Wonder! who's here? Fletcher, long buried
Reviv'd? Tis he! hee's risen from the Dead,
His winding sheet put off, walks above ground,
Shakes off his Fetters, and is better bound.
And may he not, if rightly understood,
Prove Playes are lawfull? he hath made them Good.

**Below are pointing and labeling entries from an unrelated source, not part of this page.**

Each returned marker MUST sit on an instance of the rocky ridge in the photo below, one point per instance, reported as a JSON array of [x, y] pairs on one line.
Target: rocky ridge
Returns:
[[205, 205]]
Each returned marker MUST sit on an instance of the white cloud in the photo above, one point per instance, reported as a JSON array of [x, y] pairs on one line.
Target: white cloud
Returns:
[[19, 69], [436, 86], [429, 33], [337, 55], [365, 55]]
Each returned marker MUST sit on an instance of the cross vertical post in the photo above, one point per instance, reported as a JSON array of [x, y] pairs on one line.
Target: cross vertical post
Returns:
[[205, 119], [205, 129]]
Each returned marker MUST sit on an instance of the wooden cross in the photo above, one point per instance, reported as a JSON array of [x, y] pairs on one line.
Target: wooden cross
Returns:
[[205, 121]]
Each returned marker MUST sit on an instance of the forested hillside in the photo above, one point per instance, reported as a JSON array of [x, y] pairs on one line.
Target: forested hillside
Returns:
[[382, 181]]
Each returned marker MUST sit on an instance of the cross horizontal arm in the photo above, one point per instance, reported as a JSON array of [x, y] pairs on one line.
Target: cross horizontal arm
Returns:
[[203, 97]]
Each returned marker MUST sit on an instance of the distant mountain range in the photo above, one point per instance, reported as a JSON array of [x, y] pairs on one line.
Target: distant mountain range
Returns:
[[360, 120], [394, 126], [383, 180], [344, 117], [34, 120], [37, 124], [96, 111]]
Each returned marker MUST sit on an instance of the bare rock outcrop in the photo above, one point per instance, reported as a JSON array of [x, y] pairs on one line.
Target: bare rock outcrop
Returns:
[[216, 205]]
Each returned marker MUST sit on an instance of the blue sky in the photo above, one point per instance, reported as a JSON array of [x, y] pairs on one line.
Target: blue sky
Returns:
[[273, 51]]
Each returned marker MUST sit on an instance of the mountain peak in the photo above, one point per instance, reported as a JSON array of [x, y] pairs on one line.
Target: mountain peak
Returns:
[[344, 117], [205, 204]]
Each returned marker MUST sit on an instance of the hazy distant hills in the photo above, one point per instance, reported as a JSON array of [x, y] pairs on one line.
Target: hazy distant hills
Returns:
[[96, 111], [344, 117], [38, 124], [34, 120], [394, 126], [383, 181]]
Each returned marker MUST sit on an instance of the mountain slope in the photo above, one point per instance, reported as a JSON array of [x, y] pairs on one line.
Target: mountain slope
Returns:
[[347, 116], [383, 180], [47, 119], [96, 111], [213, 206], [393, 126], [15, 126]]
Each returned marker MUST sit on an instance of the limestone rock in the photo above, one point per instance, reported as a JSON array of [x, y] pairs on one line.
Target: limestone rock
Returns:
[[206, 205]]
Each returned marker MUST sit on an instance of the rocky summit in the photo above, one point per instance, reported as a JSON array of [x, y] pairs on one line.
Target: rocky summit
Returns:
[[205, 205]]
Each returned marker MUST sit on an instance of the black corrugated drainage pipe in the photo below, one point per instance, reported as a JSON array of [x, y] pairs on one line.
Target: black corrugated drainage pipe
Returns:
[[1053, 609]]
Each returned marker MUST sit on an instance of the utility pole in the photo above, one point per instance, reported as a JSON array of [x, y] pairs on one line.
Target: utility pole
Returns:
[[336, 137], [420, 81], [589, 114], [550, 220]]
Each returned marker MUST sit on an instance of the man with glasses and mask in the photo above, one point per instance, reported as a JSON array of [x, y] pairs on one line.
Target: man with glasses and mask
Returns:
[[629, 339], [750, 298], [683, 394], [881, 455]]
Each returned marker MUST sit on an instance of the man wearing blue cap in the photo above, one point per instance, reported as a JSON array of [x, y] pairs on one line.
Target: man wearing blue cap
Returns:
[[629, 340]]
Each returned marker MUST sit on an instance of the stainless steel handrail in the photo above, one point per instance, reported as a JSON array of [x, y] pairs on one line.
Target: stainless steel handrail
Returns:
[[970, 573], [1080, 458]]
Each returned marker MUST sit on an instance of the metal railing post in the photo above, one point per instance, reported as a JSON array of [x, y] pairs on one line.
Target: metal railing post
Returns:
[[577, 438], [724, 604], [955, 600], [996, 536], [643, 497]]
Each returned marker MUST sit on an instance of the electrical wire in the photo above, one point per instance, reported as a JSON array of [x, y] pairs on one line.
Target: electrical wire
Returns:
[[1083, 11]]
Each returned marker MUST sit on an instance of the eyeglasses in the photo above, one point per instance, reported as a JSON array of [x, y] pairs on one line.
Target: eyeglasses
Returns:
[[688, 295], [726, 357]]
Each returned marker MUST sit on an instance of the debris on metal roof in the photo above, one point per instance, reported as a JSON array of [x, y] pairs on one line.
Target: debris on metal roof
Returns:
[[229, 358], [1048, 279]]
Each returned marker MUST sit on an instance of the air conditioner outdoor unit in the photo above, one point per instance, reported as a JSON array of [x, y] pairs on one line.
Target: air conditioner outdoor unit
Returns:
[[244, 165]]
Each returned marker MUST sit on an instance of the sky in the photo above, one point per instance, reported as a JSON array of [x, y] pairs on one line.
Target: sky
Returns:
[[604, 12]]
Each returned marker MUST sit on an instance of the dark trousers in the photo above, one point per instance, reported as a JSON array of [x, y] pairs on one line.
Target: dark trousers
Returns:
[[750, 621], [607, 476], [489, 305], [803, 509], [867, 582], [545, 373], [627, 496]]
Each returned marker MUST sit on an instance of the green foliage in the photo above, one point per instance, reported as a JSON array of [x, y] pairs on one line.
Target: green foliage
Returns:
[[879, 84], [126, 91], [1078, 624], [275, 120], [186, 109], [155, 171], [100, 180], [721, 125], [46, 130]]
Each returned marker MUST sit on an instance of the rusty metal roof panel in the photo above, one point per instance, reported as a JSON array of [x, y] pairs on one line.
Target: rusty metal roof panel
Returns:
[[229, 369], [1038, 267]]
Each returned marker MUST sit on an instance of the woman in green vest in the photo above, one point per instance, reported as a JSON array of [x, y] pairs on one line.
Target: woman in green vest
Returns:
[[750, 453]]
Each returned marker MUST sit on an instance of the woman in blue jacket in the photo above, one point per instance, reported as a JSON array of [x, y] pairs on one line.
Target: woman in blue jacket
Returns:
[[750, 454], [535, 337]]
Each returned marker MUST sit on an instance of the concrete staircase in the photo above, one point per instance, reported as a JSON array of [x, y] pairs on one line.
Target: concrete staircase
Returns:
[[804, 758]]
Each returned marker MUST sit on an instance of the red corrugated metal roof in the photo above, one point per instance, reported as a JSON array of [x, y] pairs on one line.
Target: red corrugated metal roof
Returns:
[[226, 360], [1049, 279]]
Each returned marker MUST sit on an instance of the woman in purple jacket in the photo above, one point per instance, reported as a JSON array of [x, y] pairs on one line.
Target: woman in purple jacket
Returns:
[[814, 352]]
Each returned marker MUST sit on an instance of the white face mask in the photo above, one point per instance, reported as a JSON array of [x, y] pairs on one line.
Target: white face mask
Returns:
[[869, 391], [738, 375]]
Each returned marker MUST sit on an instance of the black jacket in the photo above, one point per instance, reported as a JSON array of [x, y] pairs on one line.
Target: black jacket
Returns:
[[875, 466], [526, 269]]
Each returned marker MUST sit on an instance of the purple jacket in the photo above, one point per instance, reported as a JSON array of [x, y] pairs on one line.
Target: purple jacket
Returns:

Is any Lover Mad? see here Loves Cure;
Vnmarried? to a Wife he may be sure
A rare one, For a Moneth; if she displease,
The Spanish Curate gives a Writ of ease.
Enquire The Custome of the Country, then
Shall the French Lawyer set you free againe.
If the two Faire Maids take it wondrous ill,
(One of the Inne, the other of the Mill,)
That th'Lovers Progresse stopt, and they defam'd;
Here's that makes Women Pleas'd, and Tamer tam'd.
But who then playes the Coxcombe, or will trie
His Wit at severall Weapons, or else die?
Nice Valour and he doubts not to engage
The Noble Gentl'man, in Loves Pilgrimage,
To take revenge on the False One, and run
The Honest mans Fortune, to be undone
Like Knight of Malta, or else Captaine be
Or th'Humerous Lieutenant: goe to Sea
(A Voyage for to starve) hee's very loath,
Till we are all at peace, to sweare an Oath,
That then the Loyall Subject may have leave
To lye from Beggers Bush, and undeceive
The Creditor, discharge his debts; Why so,
Since we can't pay to Fletcher what we owe.
Oh could his Prophetesse but tell one Chance,
When that the Pilgrimes shall returne from France.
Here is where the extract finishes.